La consecuencia operativa central es la separación entre recibir un pedido y poder cumplirlo. Boston Scientific mantiene abiertos canales electrónicos como EDI, aplicaciones locales y Global Health Exchange, pero las solicitudes recibidas se almacenan en una cola. La entrada del pedido, por tanto, no significa que pueda pasar a preparación, empaquetado o expedición.
El efecto ya aparece documentado en una cadena de suministro sanitaria concreta. La alerta de NHS Supply Chain del 28 de agosto indica que las capacidades automatizadas de pedido, selección, empaquetado y envío de Boston Scientific seguían indisponibles en el Reino Unido. Los centros podían continuar enviando solicitudes electrónicas, pero debían prever retrasos porque estas permanecían inmóviles en la cola.
Ese aviso demuestra una interrupción real en el abastecimiento británico, aunque no permite extrapolar un retraso uniforme a todos los países o productos. La empresa no ha publicado cuántos pedidos están retenidos, cómo se distribuyen las demoras entre mercados ni cuánto tiempo necesitará para atender la acumulación cuando restablezca las aplicaciones.
La afectación conocida se concentra en sistemas locales
La investigación provisional sitúa la actividad no autorizada en determinados sistemas instalados en las propias dependencias de Boston Scientific. Hasta la actualización del 29 de agosto, la compañía no había detectado impacto en sus sistemas y aplicaciones alojados en la nube. Es una delimitación preliminar del entorno afectado, no una conclusión definitiva sobre el alcance completo del ataque.

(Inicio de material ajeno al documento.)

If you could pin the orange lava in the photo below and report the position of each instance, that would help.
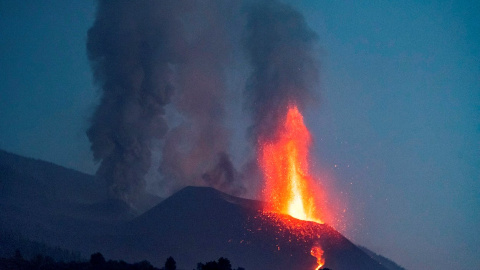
(317, 252)
(289, 189)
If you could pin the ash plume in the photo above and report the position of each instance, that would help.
(132, 47)
(280, 48)
(192, 147)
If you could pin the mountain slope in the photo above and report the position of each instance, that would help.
(201, 224)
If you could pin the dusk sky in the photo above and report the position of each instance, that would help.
(396, 128)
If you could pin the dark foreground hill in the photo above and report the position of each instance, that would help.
(65, 208)
(199, 223)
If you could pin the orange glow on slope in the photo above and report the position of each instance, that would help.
(289, 189)
(317, 252)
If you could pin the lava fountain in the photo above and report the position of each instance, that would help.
(289, 189)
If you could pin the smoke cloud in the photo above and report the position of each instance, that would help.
(280, 47)
(191, 148)
(132, 46)
(150, 57)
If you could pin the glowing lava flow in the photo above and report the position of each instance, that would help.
(288, 187)
(317, 252)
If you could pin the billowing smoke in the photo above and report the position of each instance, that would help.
(192, 148)
(150, 56)
(280, 48)
(132, 47)
(140, 52)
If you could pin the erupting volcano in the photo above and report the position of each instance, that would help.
(289, 189)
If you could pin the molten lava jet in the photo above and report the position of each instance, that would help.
(289, 189)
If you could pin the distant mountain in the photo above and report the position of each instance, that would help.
(390, 265)
(65, 208)
(41, 200)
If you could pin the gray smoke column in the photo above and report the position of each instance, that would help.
(132, 46)
(194, 152)
(280, 47)
(140, 52)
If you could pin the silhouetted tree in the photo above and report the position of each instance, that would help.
(170, 264)
(224, 264)
(18, 255)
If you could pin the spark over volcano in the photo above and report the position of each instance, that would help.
(289, 188)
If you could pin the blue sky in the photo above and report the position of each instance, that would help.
(397, 128)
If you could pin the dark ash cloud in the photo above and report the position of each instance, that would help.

Los clientes todavía pueden comunicarse con representantes comerciales y empleados mediante correo electrónico y conexiones digitales habituales. Esa continuidad no elimina el bloqueo: intercambiar información o registrar una solicitud no sustituye las aplicaciones internas que intervienen en la fabricación y el cumplimiento de pedidos.
La empresa también examinó por separado sus dispositivos de gestión del ritmo cardiaco. No había identificado efectos conocidos sobre el funcionamiento de los implantes ni sobre la monitorización remota de equipos conectados antes de la interrupción. Sí advirtió limitaciones para activar nuevas conexiones de monitorización, pero este problema es distinto del atasco en pedidos y envíos.
El vector, la posible exposición de datos y la recuperación son incógnitas

La interrupción operativa está confirmada, pero no demuestra por sí misma una filtración de datos. Boston Scientific no ha detallado cómo se produjo el acceso inicial, quién está detrás del ataque ni si hubo extracción de información personal, clínica, comercial o corporativa. La investigación continúa con CrowdStrike y otros especialistas externos.
Tampoco se conoce el impacto financiero completo. La compañía aún no había determinado si el incidente tendría un efecto material porque seguía evaluando su naturaleza, alcance y consecuencias. Sin datos sobre pedidos retenidos, costes de recuperación o duración del bloqueo, no existe una base pública para calcular pérdidas.
El estado confirmado al 29 de agosto es una recuperación en curso: Boston Scientific puede recibir solicitudes electrónicas, pero todavía no procesar y enviar todos los pedidos con normalidad, mientras la fabricación y otras funciones siguen limitadas. Las próximas comunicaciones deberán aclarar cuándo se reanudarán esas operaciones, cómo se atenderá la cola y si la investigación identifica exposición de datos u otros efectos.